Background: Impaired insight into illness is common during early psychosis and has been associated with treatment delays and poorer long-term outcomes. The relationship between patients' insight into illness and their caregivers' knowledge about psychosis is putatively associated with treatment outcome but there is limited research about this. This pilot study was designed to test the hypothesis that caregivers' levels of insight into illness is associated with patients' insight into illness in early psychosis and would be related to caregivers' levels of critical, rejecting attitudes toward patients.
Methods: Patients with schizophrenia or schizoaffective disorder within 5 years of psychosis onset (n=14) and caregivers (n=14) of the patients' choosing were studied. Insight into illness was assessed in patients using the Scale to assess Unawareness of Mental Disorder (SUMD). Caregiver insight into illness was assessed with a modified version of the SUMD with questions rephrased to probe caregivers' understanding of the patients' illness. Caregivers' critical attitudes toward patients were assessed with the Patient Rejection Scale (PRS).

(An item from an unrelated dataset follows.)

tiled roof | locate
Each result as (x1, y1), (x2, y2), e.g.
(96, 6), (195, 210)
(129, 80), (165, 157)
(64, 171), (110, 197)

Results: Significant correlations were found between patients' and caregivers' awareness of need for treatment (r=.55, p=.02), awareness of symptoms (r=.48, p=.04) and between caregivers' awareness of illness and critical attitudes toward patients (r=.65, p=.01).
Conclusions: These findings suggest that caregivers' emotional characteristics and levels of insight into illness may be related to insight into illness in patients. Implications for family psychoeducational approaches to impairments of insight into illness during early psychosis are discussed.